As Ogren explains in his 213-page book, contractors have been fairly exclusive in their planting of single-sex male trees and shrubbery. The reason? Male species don’t spill seeds, pods or fruit – but they do emit high levels of pollen into the environment. The result is a population of coughing, sneezing and wheezing property owners.

According to the American Academy of Allergy, Asthma and Immunology, more than 35 million Americans suffer from seasonal allergies. In the past 40 years, allergy rates have risen from five percent to 38 percent of the national population. And a significant chunk of those allergies are caused by a collection of male plants typically used in landscaping.

The Sneeze Solution

For more information from Tom Ogren about allergy-free landscaping, check the following link:

But a simple switch to female plants may be the healthy solution. As Ogren suggests in his text, female species are a better choice when it comes to allergies. They actually absorb pollen from the air, reducing exposure and suffering of clients.

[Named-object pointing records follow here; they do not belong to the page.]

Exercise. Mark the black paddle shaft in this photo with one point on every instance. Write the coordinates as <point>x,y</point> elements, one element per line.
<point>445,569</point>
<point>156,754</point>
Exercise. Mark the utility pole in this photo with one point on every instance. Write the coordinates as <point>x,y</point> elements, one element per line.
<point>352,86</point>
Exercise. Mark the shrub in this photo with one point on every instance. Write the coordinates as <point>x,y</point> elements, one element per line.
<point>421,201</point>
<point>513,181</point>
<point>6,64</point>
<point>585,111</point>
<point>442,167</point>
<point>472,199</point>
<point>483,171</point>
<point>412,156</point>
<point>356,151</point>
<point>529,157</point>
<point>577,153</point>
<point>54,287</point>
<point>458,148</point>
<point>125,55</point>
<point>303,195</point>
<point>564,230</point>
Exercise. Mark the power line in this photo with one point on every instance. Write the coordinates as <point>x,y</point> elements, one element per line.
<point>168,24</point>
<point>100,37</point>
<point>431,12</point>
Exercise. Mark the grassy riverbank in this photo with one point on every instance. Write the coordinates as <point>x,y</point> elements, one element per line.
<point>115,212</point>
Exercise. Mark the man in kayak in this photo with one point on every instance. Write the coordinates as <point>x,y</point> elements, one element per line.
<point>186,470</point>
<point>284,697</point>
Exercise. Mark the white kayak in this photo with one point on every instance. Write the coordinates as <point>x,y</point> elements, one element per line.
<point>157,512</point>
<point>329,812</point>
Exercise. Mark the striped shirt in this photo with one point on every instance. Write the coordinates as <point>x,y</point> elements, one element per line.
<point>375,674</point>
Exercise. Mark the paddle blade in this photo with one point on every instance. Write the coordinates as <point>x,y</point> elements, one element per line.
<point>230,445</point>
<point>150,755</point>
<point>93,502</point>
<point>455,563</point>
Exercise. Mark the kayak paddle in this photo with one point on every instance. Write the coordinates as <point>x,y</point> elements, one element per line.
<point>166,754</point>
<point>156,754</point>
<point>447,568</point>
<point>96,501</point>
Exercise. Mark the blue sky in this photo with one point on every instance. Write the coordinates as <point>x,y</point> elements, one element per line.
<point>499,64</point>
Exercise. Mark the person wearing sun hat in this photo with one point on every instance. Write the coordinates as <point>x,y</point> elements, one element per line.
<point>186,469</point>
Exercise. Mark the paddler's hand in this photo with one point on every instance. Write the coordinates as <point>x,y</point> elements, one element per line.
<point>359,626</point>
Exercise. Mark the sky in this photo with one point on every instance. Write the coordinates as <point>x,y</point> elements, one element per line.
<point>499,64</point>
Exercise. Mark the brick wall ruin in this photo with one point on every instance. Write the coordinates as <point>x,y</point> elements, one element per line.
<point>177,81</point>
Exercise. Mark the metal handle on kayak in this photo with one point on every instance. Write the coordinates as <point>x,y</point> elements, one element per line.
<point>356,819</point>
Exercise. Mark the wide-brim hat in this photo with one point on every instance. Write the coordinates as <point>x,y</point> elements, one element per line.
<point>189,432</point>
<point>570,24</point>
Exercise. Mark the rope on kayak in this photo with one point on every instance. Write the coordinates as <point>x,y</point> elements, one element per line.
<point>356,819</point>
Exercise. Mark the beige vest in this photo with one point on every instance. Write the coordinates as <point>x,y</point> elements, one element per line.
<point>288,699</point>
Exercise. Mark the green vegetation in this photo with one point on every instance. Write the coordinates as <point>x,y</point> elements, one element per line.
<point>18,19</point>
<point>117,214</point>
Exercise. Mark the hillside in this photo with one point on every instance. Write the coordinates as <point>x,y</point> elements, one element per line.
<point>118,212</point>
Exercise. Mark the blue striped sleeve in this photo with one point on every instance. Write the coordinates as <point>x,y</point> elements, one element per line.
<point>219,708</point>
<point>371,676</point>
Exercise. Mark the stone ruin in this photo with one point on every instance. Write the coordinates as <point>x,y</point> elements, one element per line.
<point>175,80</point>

Ogren explains in his book: “Female trees produce no pollen, zero; they are pollen-free trees, but they are scarce in our city landscapes. The pollen from the males floats about, seeking a moist, sticky, electrically charged target. We humans emit an electrical charge, and our mucous membranes, our eyes, skin and especially the linings of our nose and throat, now trap this wayward pollen. We have become the targets.”

But by choosing female foliage, contractors can keep their clients from becoming the aim of allergy-inducing pollen, Ogren shared. His book offers detailed direction for contractors, with information about specific plants that can remedy allergy symptoms.

The author actually just finished a project with the Tulare County Asthma Coalition, designing a landscape for a new elementary school in Visalia, Calif.

“In this area [of northern California] asthma is very common now with elementary school kids,” Ogren described. “But at this school, there will be next to no airborne pollen produced by the school’s landscape plants, from lawns to trees.”

He said he is encouraged by the County’s proactive approach to health-conscious landscaping – and suggested landscape professionals also discontinue the use of high-pollen plants to avoid contributing to “a serious and growing problem.”